I was thinking of a way to keep the immediate-destruct semantic: Threads could do a "micro gc" on their own thread local data on each evaluator callback call (i.e. a bit like the current destruct_objects_to_destruct calls). These micro gc's would have to run very quickly though, which probably rules out the generational gc approach with mark-and-sweep for young data (refcount-based garbing remains basically equally efficient regardless how often it runs, while mark-and-sweep does not).
This would mean that the immediate-destruct semantic works as long as the data is thread local, which is true in the mutex-lock-on-the-stack scenario. It's also true in most cases when e.g. arrays are built on the stack using +=. However, cases like
my_map[key] += ({another_value});
would not be destructive on the array values if my_map is shared. But that case is hopeless anyway in a multi-cpu world since the array value always can get refs from other threads asynchronously (prohibiting that would require locking that would be much worse).
To allow destructive updates in such cases, it'd be necessary to introduce some kind of new construct so that the pike programmer explicitly can allow (but not always expect) destructive updates regardless of extra refs.
However, ditching mark-and-sweep for young data comes at a cost. The paper I linked to has measured that a purely refcounting collector is between 20-30% slower when the number concurrent of threads gets above 3 on a 4 cpu box (see pages 80-81).
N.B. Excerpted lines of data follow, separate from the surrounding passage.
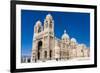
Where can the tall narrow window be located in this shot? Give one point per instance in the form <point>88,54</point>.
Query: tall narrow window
<point>45,54</point>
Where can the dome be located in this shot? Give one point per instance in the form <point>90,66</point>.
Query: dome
<point>49,16</point>
<point>73,40</point>
<point>65,35</point>
<point>38,23</point>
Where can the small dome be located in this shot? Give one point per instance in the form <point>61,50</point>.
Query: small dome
<point>73,40</point>
<point>65,35</point>
<point>49,16</point>
<point>38,23</point>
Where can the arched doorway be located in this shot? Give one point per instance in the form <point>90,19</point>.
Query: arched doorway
<point>39,47</point>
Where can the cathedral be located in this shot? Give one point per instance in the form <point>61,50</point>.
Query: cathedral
<point>46,46</point>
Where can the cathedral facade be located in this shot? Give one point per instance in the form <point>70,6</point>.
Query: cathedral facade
<point>46,46</point>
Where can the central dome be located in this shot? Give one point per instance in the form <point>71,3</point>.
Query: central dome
<point>65,35</point>
<point>73,40</point>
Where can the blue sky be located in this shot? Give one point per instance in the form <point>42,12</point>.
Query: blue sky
<point>77,25</point>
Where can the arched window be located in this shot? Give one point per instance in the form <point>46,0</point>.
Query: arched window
<point>39,45</point>
<point>50,54</point>
<point>45,54</point>
<point>38,55</point>
<point>39,30</point>
<point>50,24</point>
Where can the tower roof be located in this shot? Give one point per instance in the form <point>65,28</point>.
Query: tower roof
<point>38,23</point>
<point>65,35</point>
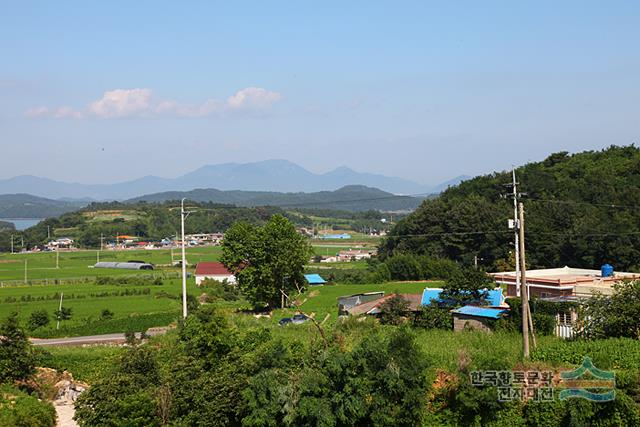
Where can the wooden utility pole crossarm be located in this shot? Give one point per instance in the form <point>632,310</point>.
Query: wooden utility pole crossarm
<point>524,291</point>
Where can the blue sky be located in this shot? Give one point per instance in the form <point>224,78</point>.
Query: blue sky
<point>109,91</point>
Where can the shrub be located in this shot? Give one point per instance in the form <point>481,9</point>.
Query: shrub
<point>106,314</point>
<point>38,319</point>
<point>433,317</point>
<point>17,357</point>
<point>20,409</point>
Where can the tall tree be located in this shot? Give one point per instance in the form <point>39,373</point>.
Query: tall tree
<point>266,260</point>
<point>17,358</point>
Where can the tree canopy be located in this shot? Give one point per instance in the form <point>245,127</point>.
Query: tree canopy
<point>266,260</point>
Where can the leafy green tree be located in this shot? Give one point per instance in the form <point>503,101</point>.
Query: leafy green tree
<point>38,319</point>
<point>126,396</point>
<point>266,260</point>
<point>17,357</point>
<point>404,267</point>
<point>616,315</point>
<point>467,286</point>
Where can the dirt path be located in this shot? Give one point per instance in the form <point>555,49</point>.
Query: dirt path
<point>65,415</point>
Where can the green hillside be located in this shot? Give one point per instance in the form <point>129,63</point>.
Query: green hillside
<point>28,206</point>
<point>581,210</point>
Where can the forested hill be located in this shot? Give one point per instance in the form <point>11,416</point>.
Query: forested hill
<point>582,210</point>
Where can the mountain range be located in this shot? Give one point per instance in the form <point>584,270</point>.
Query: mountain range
<point>268,175</point>
<point>348,198</point>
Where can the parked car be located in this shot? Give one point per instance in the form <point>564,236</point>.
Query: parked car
<point>285,321</point>
<point>299,318</point>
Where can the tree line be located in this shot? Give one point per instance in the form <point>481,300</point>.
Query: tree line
<point>581,210</point>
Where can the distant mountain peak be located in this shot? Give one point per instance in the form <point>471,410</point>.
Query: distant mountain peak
<point>278,175</point>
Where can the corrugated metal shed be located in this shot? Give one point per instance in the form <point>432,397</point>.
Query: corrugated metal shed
<point>494,298</point>
<point>124,265</point>
<point>472,310</point>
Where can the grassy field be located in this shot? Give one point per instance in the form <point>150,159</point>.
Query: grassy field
<point>77,264</point>
<point>133,306</point>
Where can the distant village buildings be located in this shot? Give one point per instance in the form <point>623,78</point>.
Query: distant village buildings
<point>213,271</point>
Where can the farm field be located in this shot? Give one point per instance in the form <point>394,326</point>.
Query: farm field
<point>78,264</point>
<point>133,306</point>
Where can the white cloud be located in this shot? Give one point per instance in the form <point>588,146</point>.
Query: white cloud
<point>141,103</point>
<point>122,103</point>
<point>253,98</point>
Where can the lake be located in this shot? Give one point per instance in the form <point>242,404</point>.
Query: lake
<point>22,223</point>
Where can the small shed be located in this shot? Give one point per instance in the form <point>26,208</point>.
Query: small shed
<point>214,271</point>
<point>124,265</point>
<point>475,317</point>
<point>314,279</point>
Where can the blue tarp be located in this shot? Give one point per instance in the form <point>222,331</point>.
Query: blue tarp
<point>337,236</point>
<point>315,279</point>
<point>494,297</point>
<point>472,310</point>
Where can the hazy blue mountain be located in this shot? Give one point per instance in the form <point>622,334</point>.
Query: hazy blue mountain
<point>28,206</point>
<point>268,175</point>
<point>450,183</point>
<point>348,198</point>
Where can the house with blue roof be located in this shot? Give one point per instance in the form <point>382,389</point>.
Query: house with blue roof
<point>471,316</point>
<point>314,279</point>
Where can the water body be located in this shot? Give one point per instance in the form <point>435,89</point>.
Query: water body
<point>22,223</point>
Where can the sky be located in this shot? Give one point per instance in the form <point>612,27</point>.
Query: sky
<point>101,92</point>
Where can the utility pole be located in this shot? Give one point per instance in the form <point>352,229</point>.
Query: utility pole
<point>183,216</point>
<point>524,291</point>
<point>515,195</point>
<point>59,310</point>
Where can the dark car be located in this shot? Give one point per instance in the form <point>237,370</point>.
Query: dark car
<point>299,318</point>
<point>285,321</point>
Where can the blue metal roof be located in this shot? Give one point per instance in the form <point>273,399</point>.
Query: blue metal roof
<point>314,279</point>
<point>472,310</point>
<point>430,293</point>
<point>494,297</point>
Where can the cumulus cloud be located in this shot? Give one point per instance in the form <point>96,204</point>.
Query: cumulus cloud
<point>253,98</point>
<point>122,103</point>
<point>139,102</point>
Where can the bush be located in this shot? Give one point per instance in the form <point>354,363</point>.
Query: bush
<point>17,357</point>
<point>22,410</point>
<point>106,314</point>
<point>38,319</point>
<point>404,267</point>
<point>433,317</point>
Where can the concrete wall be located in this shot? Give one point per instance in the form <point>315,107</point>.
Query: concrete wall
<point>462,321</point>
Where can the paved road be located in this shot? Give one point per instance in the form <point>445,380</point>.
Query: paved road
<point>92,339</point>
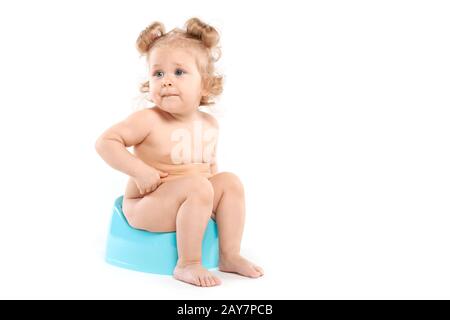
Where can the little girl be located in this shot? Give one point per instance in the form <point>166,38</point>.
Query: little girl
<point>174,182</point>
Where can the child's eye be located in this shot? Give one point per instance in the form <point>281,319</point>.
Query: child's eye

This slowdown is measured over the total throughput of a benchmark, so it's not just "the gc itself".
Note that this is a comparison between two gc's where the only difference is the mark-and-sweep for young data - the purely refcounting collector in this case is still a whole lot more efficient than the current one in pike due to the drastically lowered refcount update frequency. I haven't seen any comparisons between the delayed-update refcount gc and an immediate-update like pike currently uses, but I suspect that the difference is substantial there already.
So the options we're considering here is either keeping the immediate-destruct semantic and some single-ref destructive optimizations, at a cost of (conservatively speaking) at least 15% overall performance in high-concurrency server apps. I don't think the single-ref destructive optimizations can weigh up that performance hit (and in the longer run they can be achieved anyway with new language constructs). Still, keeping the immediate-destruct semantic is worth something from a compatibility view.